Not every Darden factor supports the conclusion that Hill-Keyes was an independent contractor for SSA. However, on balance, it cannot be said that there was a genuine dispute of material fact on the issue. Particularly in light of the contract between the parties, the day-to-day control that Hill-Keyes had over her work schedule and work product, and the structure of Hill-Keyes's compensation and its tax treatment, the Commissioner showed that Hill-Keyes was an independent contractor for SSA. Because Hill-Keyes lacked the requisite employment relation with SSA to recover on her Title VII and Rehabilitation Act claims,4 we conclude that the District Court properly granted summary judgment in favor of the Commissioner. Accordingly, we will affirm the District Court's judgment.

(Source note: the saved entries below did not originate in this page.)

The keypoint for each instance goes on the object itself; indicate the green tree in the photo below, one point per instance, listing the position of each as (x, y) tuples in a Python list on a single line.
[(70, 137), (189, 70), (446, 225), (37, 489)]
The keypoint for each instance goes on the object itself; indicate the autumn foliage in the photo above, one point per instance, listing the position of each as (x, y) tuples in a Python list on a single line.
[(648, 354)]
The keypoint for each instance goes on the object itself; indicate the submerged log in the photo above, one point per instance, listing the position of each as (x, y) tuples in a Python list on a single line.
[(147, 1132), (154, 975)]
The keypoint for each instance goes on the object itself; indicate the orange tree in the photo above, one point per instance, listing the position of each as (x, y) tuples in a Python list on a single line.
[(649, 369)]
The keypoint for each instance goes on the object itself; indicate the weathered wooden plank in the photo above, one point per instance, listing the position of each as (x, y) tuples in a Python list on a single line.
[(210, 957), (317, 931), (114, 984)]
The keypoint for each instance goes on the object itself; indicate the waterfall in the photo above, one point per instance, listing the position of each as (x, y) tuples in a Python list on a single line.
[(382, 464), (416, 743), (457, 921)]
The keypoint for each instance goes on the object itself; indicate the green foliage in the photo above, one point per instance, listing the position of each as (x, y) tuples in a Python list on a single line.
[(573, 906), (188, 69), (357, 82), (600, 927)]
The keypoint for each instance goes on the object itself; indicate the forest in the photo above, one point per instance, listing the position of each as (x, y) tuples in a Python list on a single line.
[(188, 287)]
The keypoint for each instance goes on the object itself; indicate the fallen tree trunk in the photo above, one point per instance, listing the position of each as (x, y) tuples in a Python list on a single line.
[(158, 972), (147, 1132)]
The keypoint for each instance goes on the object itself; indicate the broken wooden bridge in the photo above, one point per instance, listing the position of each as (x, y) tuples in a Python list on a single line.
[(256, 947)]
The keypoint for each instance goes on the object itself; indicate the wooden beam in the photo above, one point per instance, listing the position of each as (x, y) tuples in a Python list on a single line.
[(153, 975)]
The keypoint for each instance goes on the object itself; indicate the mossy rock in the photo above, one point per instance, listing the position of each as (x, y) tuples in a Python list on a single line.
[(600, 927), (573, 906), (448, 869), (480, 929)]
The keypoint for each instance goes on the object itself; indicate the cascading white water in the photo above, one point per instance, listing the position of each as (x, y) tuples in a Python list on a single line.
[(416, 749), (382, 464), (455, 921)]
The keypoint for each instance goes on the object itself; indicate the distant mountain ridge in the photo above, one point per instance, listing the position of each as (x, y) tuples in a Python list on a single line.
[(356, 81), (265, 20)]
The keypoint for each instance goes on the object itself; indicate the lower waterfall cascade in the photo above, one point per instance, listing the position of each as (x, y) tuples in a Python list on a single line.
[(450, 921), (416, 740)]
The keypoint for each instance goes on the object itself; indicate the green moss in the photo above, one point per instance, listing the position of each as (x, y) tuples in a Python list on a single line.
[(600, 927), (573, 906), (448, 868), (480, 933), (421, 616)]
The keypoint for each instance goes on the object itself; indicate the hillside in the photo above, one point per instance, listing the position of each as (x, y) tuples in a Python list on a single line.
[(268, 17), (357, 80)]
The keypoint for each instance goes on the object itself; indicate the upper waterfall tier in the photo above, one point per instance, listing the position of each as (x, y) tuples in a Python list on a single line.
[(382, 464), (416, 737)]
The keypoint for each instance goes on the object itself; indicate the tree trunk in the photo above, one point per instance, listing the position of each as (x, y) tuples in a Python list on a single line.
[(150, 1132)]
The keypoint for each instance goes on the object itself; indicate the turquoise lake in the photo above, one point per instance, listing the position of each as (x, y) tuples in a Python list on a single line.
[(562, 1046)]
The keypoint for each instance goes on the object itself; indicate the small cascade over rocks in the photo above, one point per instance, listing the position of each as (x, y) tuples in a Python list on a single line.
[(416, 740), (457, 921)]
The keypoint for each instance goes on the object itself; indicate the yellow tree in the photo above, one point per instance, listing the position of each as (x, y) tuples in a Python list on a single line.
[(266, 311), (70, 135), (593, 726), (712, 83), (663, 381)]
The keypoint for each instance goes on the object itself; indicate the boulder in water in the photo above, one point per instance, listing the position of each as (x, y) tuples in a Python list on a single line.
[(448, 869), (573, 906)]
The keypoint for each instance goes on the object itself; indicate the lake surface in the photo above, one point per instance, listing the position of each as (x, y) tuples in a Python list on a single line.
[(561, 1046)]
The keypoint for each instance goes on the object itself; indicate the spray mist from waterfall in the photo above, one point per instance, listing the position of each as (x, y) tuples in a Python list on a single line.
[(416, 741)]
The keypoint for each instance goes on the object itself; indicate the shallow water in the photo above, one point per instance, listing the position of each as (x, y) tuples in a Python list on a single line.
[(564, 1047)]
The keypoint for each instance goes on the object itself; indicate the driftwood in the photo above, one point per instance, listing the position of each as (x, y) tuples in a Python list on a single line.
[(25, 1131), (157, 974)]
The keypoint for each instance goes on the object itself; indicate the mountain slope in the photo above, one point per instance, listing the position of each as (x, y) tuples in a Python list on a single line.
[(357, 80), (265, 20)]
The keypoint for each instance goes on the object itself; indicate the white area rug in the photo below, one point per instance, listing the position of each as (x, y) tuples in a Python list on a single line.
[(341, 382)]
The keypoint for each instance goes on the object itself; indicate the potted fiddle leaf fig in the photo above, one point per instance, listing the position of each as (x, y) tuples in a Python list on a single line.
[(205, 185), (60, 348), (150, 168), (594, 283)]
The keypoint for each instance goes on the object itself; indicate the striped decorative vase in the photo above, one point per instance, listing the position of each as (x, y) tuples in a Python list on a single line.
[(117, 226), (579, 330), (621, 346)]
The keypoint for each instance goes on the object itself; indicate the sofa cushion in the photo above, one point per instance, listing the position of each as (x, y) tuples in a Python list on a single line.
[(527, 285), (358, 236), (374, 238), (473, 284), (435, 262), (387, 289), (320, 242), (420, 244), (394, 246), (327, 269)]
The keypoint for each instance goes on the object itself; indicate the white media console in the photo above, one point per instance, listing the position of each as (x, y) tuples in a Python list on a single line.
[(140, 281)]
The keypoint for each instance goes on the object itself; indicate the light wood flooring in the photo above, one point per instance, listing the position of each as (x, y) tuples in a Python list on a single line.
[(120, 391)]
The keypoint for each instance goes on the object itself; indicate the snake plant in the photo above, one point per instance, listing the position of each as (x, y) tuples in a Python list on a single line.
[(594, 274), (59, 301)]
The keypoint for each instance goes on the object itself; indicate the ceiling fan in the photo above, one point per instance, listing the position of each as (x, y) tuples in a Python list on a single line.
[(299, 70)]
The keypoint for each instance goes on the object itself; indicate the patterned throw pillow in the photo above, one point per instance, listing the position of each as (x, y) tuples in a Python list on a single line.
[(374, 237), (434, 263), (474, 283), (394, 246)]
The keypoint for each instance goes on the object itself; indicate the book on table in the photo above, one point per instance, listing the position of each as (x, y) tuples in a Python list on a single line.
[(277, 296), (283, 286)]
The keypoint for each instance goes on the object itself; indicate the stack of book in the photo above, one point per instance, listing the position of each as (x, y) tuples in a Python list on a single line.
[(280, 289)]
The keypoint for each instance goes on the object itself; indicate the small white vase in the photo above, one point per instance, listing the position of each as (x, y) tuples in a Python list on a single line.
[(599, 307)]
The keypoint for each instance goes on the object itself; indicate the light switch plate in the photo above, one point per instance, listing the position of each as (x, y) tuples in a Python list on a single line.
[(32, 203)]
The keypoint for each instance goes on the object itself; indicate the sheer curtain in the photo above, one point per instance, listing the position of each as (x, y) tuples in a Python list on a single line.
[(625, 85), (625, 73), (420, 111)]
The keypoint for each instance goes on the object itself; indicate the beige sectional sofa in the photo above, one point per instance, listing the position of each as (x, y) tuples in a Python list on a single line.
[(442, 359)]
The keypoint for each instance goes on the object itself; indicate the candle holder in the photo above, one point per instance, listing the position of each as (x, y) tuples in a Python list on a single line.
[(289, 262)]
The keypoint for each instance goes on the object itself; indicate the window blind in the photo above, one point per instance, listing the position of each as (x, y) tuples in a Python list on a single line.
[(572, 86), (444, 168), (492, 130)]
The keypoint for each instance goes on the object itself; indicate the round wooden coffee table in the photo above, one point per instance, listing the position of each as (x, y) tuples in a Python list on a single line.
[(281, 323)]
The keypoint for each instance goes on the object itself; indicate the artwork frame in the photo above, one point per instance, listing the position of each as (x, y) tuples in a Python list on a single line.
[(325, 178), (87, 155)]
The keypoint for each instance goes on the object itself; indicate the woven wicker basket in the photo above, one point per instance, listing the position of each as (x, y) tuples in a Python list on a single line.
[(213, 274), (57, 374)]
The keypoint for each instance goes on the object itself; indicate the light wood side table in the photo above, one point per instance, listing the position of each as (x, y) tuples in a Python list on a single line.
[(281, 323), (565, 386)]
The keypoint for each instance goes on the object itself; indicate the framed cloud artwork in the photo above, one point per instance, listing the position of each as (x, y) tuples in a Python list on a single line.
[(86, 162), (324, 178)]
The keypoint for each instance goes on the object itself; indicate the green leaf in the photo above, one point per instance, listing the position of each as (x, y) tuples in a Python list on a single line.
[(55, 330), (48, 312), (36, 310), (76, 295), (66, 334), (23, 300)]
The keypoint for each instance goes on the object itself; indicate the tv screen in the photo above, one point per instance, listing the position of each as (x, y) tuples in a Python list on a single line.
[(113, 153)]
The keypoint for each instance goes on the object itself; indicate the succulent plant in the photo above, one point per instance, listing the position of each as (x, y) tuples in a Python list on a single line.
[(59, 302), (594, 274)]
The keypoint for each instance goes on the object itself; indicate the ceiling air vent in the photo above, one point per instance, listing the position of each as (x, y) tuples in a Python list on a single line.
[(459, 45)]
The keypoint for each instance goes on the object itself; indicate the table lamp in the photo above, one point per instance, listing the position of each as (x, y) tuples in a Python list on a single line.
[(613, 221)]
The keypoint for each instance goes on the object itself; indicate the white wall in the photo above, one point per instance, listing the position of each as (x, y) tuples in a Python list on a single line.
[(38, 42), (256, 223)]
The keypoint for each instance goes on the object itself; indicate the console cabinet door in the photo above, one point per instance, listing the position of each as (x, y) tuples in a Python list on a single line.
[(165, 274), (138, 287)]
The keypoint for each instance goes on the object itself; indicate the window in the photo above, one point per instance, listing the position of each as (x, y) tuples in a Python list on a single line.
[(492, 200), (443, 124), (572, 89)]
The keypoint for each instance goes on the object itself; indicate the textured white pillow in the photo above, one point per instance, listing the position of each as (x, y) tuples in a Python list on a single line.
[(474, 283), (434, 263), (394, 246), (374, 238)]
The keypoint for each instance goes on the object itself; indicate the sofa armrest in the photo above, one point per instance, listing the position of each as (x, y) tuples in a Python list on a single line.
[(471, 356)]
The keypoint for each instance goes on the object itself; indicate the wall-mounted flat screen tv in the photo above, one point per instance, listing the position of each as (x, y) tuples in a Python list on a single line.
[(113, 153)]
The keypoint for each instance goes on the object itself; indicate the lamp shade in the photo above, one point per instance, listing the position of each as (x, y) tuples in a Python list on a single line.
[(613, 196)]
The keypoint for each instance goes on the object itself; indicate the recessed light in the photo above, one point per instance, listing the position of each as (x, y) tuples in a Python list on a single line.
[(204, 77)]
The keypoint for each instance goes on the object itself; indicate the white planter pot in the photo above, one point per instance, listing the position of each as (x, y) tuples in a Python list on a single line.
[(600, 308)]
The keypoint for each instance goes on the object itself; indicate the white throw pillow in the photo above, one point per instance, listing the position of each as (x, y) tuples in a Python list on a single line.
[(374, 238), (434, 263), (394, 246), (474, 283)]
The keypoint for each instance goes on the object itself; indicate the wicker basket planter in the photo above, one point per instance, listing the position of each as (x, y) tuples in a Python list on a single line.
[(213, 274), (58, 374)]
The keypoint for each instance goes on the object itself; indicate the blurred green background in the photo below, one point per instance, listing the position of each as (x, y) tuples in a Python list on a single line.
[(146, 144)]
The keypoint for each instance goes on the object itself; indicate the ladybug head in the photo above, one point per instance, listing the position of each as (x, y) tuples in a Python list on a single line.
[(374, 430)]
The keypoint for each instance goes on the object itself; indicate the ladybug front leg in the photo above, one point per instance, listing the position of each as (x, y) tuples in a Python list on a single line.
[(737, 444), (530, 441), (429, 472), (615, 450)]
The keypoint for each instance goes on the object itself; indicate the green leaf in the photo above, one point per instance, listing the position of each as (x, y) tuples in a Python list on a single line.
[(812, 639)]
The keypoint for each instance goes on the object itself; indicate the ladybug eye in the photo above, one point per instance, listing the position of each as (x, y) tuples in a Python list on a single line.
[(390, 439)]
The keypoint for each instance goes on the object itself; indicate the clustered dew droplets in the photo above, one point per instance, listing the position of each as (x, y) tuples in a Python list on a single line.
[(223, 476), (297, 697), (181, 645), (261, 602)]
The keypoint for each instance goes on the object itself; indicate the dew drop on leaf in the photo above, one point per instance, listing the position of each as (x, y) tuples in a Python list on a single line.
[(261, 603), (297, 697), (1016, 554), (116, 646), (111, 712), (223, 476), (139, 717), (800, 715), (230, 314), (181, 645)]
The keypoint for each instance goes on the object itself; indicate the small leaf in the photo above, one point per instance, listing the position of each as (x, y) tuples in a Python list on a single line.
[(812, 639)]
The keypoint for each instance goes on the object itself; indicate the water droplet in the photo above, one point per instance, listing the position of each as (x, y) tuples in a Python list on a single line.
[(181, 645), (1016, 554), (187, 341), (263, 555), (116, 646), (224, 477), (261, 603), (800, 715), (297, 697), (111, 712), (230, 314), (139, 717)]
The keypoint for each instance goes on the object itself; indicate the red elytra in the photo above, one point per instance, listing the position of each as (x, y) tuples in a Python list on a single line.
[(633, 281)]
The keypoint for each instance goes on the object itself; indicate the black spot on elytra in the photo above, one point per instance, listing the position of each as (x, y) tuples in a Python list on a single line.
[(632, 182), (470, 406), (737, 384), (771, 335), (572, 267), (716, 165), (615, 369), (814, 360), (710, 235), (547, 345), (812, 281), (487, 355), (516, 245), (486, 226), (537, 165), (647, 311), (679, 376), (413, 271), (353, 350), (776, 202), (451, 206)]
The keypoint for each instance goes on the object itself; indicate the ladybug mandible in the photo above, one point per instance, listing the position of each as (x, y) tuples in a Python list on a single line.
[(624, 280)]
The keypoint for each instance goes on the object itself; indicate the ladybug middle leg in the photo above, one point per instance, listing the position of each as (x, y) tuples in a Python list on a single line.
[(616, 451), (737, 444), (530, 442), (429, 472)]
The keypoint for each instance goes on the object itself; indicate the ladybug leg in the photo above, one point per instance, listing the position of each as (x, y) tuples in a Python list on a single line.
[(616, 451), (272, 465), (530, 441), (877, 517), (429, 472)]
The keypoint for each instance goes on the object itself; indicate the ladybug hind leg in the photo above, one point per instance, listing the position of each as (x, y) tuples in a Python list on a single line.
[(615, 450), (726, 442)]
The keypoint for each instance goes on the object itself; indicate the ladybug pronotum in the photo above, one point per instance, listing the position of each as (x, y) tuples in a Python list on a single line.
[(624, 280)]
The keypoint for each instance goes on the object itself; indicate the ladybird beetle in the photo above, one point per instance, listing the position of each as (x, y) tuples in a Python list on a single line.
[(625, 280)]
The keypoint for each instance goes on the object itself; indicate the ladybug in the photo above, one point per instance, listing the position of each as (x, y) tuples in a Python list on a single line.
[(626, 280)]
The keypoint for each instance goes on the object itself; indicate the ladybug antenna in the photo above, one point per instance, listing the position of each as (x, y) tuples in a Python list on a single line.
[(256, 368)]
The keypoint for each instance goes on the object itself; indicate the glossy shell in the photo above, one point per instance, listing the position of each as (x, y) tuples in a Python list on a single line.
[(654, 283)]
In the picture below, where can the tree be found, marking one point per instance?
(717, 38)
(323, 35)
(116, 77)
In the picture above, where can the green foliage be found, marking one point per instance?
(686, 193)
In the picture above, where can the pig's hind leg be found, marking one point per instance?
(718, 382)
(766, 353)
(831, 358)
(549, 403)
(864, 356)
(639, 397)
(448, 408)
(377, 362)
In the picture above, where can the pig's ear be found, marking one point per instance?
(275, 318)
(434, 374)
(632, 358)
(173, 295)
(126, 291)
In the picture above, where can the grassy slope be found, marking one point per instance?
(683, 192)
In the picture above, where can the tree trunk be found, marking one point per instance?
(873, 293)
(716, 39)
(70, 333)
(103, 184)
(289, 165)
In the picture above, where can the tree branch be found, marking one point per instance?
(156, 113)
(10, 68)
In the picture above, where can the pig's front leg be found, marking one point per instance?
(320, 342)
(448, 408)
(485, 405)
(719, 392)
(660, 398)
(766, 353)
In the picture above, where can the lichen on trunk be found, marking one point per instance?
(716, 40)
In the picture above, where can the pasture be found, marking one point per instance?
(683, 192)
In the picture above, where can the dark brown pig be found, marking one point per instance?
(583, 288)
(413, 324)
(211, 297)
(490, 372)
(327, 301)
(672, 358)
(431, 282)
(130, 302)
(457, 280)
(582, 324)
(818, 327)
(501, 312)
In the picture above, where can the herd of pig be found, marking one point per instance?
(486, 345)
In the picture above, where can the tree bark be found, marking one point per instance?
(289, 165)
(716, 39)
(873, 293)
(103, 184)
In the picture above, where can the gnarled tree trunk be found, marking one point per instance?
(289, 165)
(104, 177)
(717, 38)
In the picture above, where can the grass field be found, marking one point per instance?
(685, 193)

1. After this appeal was first briefed, the District Court docketed its opinion (previously, only its judgment appeared on the docket). We then allowed Hill-Keyes to file a supplemental brief. She filed a supplement and hundreds of pages of exhibits, all of which we have reviewed. She complains, however, that the District Court's failure to immediately docket its opinion “denied [her] the right to review [it] with Counsel.” Supplemental Brief at 10. We note that she was not precluded from discussing the opinion with counsel on its issuance. And, as she states, she did consult with counsel about the District Court's bare ruling previously.
2. On appeal, Hill-Keyes also raises some arguments for the first time, including the issue that the SSA somehow violated EEOC protocols by directing her to report her complaint to SSA's Central Contracting Office. We do not consider issues that were not raised below. DIRECTV Inc. v. Seijas, 508 F.3d 123, 125 n.1 (3d Cir. 2007) (“It is well established that arguments not raised before the District Court are waived on appeal.”)
3. Her claim of direct assignment may not be reconcilable with SSA statements that SSA did not assign cases to Strategic HR, LLC, or Hill-Keyes, and that Hill-Keyes could choose cases from an automated computer system. Also in dispute is whether her work was part of SSA's regular business because it was part of the assessment of requests for benefits or separate from its regular business because case reviews were provided through contracts under the BPA. However, as noted above, no one factor is decisive.
4. On appeal, Hill-Keyes does not appear to raise the § 504 Rehabilitation Act claim she included in her response to the Commissioner's renewed motion for summary judgment. Nonetheless, if we were to consider it, we would conclude that the District Court did not err in rejecting it. Even assuming arguendo that she could bring such a claim as an independent contractor and without exhausting it before the EEOC, the cases she cited in the District Court do not support her recovery under § 504 in these circumstances.